Fin de mes. Cierras el inventario del almacén y no cuadra. Faltan 3 routers, 7 cámaras, 200 metros de cable coaxial y un panel de alarma. El jefe de almacén jura que todo salió con firma. Los técnicos dicen "lo usé en el servicio de tal fecha". Pero cuando revisas las órdenes, ninguna registra qué materiales se usaron exactamente. Y ahora tienes que decidir: ¿lo asumes como pérdida? ¿lo descuentas a alguien sin certeza? ¿lo ignoras y esperas que no vuelva a pasar?
Este artículo es para dueños, jefes de operaciones y supervisores de empresas de instalación de internet, cámaras, alarmas y sistemas de acceso.

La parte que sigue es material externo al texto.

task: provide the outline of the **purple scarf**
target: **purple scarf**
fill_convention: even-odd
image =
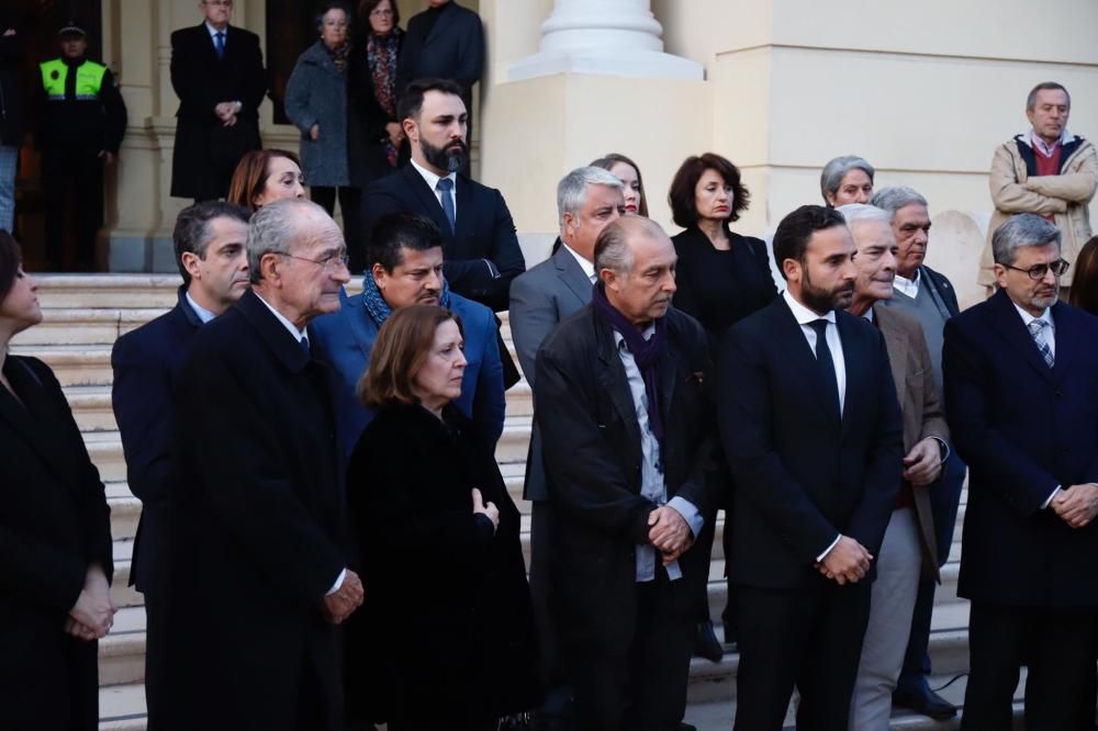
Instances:
[[[632,353],[632,359],[645,379],[645,393],[648,395],[648,425],[652,436],[663,441],[663,414],[660,411],[660,361],[668,352],[668,318],[656,320],[656,331],[648,340],[643,338],[637,326],[618,312],[606,299],[603,283],[595,284],[591,293],[591,305],[595,313],[624,339],[626,348]]]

Vamos a ver por qué el descontrol de materiales es el costo silencioso más caro del rubro y cómo se resuelve sin volverse loco persiguiendo cada tuerca.
El problema real: entre el almacén y la orden de trabajo hay un agujero negro
En instalaciones de tecnología, los materiales tienen tres características que combinadas generan pérdida constante: son caros, son transportables y son fáciles de "mover". Una cámara IP cuesta lo mismo que 3 días de sueldo de un técnico. Un router doméstico vale una cena para dos. Un rollo de cable coaxial equivale a media semana de trabajo.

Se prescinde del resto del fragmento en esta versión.